Virginie Mourouvin, elle, peste contre ces enseignes qui vendent des succulentes aux feuilles peintes, « ce qui empêche les plantes de faire leur photosynthèse »« J’ai peur que la succulente devienne aux plantes ce qu’est le bleu canard à la déco… », résume Christophe. Comprendre : une partition tellement rebattue qu’elle en devient écœurante. Les succulentes ont pris racine. Reste donc, pour elles, à ne pas se laisser noyer par les excès.
« Près de 30 % des espèces de cactus sont menacés d’extinction »

Selon Barbara Goettsch, codirectrice du Cactus and Succulent Plants Specialist Group à l’Union internationale pour la conservation de la nature (UICN), le succès commercial des succulentes a engendré la mise en place d’un trafic, notamment en Californie et au Mexique, qui menace l’écosystème de ces régions.

Depuis quand constate-t-on cet intérêt pour les succulentes ?

Concernant plus spécifiquement les cactus, tout simplement depuis qu’ils ont été découverts, il y a plusieurs siècles, quand les premiers botanistes vinrent aux Etats-Unis et au Mexique pour les collecter. Mais effectivement, on constate depuis une petite dizaine d’années un boom important. Alors qu’auparavant, les succulentes intéressaient essentiellement les spécialistes, elles ont aussi conquis le grand public. La plupart des succulentes que l’on trouve dans le commerce sont issues de la reproduction en pépinière.

Mais c’est quand elles ne le sont pas qu’un problème se pose…

En effet, on a remarqué, notamment en Californie, la mise en place d’un trafic de Dudleya braconnées dans la nature. Au Mexique, ce sont plutôt les cactus qui font les frais de ce commerce illégal. Ce qui est en jeu, c’est la taille de la plante. Les clients de ces braconniers veulent des plantes déjà matures. Or, un cactus, par exemple, pousse très lentement. Mais sur Internet, on peut trouver un Yucca déjà mature pour mettre dans son salon.
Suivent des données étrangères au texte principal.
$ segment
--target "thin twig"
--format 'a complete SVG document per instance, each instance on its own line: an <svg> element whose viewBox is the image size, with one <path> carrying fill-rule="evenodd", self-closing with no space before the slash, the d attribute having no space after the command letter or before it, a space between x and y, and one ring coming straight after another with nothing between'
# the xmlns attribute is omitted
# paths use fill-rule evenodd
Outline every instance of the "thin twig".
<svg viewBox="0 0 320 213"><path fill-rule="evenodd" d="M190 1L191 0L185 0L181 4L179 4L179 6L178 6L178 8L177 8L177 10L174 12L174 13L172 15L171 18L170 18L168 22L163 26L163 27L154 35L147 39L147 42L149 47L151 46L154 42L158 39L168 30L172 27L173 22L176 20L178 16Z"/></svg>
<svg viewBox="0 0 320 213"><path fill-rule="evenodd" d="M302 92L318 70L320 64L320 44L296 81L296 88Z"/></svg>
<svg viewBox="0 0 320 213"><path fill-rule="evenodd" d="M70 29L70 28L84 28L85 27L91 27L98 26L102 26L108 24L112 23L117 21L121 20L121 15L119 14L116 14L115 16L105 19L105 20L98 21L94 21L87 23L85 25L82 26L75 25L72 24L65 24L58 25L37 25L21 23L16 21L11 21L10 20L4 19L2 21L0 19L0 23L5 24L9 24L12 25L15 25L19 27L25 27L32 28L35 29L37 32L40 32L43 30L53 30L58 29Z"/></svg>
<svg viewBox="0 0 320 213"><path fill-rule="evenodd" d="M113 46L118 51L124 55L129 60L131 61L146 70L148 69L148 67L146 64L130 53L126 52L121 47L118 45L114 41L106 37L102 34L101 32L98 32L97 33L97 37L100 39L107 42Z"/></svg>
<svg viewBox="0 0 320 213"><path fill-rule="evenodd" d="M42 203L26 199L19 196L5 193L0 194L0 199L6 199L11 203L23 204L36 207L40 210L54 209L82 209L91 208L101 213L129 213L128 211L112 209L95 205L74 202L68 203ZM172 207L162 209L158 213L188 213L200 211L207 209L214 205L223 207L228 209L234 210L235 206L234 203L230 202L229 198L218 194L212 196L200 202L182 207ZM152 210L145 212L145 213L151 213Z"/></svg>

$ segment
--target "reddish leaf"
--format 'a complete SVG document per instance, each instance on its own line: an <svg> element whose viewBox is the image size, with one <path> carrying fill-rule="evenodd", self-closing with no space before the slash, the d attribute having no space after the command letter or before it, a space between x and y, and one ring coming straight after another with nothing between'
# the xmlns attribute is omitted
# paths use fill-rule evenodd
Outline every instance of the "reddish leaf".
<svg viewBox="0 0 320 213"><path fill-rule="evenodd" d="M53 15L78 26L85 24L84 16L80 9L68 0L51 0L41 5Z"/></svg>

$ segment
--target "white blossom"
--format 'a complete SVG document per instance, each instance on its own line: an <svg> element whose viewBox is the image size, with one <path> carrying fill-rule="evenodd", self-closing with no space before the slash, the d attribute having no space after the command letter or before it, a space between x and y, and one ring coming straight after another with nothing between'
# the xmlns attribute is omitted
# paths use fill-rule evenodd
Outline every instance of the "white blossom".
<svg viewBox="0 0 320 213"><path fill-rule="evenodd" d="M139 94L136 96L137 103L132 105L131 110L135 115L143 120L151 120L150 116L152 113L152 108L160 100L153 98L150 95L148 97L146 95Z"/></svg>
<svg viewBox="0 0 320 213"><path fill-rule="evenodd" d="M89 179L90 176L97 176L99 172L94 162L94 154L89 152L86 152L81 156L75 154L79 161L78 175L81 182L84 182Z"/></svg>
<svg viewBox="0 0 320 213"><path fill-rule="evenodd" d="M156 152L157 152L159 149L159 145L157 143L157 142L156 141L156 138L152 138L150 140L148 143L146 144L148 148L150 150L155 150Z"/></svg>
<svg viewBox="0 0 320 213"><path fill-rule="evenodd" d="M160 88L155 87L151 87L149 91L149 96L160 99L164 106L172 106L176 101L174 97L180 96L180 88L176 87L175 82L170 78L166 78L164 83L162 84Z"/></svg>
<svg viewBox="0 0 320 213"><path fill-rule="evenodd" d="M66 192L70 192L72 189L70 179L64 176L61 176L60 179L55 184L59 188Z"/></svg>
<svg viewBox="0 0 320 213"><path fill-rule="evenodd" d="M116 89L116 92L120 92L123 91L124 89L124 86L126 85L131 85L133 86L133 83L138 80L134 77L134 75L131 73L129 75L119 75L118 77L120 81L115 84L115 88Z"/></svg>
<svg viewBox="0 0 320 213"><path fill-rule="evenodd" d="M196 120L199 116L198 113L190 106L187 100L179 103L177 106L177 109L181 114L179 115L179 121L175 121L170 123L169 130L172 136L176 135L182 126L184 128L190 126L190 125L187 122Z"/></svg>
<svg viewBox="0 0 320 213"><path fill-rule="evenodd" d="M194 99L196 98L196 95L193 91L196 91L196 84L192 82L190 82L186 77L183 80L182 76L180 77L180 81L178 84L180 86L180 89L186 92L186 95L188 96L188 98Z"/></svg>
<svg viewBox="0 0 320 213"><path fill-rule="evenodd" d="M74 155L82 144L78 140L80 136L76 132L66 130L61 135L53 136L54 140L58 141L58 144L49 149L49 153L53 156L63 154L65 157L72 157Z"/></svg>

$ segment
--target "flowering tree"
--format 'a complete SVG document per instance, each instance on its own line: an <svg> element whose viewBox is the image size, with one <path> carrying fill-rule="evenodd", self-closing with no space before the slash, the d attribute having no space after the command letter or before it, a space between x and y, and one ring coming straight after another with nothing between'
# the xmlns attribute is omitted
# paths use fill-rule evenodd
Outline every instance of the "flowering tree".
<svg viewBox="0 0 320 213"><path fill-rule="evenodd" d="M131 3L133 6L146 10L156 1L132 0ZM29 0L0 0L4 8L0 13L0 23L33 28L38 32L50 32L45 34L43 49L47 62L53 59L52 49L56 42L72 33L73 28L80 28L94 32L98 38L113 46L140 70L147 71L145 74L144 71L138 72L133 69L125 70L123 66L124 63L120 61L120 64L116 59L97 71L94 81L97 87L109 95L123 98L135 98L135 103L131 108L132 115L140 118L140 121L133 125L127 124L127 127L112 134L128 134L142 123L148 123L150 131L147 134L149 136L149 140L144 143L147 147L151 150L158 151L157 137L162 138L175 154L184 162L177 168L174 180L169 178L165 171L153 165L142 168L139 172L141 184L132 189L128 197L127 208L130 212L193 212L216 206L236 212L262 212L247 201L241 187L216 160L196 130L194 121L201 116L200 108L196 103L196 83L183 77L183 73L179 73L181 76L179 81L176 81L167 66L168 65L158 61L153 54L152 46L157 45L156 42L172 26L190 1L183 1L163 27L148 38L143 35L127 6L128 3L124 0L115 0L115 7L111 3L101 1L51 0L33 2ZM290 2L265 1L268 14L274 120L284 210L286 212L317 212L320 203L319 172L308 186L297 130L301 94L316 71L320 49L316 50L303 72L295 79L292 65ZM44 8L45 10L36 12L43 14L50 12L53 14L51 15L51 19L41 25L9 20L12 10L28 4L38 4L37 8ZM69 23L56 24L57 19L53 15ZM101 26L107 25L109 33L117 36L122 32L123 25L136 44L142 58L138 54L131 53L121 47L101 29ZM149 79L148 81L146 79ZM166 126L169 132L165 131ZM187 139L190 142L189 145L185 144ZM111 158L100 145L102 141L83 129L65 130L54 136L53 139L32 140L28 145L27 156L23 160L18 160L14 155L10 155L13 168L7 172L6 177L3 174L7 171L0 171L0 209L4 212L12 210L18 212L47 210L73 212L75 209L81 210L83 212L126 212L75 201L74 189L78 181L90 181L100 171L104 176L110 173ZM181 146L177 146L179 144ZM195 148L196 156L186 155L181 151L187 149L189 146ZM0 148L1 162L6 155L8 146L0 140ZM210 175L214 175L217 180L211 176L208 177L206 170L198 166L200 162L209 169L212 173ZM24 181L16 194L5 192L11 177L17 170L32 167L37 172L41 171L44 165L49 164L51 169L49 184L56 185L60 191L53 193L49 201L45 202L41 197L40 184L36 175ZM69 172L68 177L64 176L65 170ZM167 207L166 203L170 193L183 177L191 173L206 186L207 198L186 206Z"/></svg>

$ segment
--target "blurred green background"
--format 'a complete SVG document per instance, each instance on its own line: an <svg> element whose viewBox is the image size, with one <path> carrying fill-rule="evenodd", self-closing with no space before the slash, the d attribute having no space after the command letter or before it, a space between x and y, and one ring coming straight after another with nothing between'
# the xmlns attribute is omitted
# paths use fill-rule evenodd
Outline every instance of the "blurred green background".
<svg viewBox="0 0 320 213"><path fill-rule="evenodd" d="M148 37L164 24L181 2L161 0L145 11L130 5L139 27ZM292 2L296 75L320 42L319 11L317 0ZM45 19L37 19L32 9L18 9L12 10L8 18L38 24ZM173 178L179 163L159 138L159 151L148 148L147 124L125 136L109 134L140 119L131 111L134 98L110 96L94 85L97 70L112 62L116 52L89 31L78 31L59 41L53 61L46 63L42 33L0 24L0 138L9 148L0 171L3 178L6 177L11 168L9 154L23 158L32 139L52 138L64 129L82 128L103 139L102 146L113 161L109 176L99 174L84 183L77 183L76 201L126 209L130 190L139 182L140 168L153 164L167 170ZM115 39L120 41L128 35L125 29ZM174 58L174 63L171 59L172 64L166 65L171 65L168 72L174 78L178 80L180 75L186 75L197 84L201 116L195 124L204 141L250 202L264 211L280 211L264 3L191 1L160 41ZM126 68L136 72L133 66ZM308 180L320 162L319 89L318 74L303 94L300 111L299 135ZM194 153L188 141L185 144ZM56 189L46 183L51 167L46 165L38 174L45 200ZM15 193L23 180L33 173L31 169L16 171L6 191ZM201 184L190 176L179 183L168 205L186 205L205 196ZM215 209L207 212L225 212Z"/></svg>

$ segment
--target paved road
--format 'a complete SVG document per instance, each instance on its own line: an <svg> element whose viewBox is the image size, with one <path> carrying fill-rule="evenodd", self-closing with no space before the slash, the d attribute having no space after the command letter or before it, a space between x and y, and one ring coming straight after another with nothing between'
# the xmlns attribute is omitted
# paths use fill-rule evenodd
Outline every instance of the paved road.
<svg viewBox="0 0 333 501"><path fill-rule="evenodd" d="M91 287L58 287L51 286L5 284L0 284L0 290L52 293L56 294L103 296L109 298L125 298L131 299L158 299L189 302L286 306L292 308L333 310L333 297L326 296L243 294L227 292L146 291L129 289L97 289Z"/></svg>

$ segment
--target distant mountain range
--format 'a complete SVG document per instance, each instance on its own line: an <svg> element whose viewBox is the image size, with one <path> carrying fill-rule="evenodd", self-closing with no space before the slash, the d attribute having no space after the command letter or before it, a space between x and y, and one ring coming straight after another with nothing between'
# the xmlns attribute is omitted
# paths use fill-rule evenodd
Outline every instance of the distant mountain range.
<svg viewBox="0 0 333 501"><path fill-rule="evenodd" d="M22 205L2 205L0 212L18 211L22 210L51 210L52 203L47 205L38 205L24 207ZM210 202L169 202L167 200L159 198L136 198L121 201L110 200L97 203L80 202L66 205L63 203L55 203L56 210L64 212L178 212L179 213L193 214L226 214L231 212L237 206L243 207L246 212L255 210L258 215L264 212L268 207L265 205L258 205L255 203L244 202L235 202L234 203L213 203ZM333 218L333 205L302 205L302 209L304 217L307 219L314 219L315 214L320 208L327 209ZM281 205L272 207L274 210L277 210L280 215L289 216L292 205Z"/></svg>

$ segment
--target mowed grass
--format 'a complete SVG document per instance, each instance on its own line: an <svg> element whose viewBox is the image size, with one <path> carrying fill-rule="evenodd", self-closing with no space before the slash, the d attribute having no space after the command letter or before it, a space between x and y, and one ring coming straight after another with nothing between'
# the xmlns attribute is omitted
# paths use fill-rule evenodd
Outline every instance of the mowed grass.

Et il y a une forte demande, notamment en Corée, pour les Dudleya.

Quelles conséquences le braconnage a-t-il sur l’écosystème des régions où se trouvent ces plantes ?

Graves, évidemment. En Californie, la disparition des Dudleya favorise l’érosion des sols. Toutes ces plantes poussent dans des régions arides. Or elles y sont souvent source d’eau ou de nourriture pour les animaux. Elles leur servent également de refuge. Elles sont aussi utiles pour la nidification des oiseaux. Et cela pose évidemment problème quant à l’existence même de ces plantes. Concernant les cactus, nous avons ainsi relevé que 31 % des 1 480 espèces recensées sont menacées d’extinction. C’est pourquoi les consommateurs doivent être responsables et choisir des plantes issues d’une reproduction légale en pépinières ou de boutures. D’autant qu’une plante issue de la nature est assez reconnaissable : par exemple, elle n’a souvent pas une taille standard. Si on a un doute sur l’origine de la plante, c’est simple : on n’achète pas.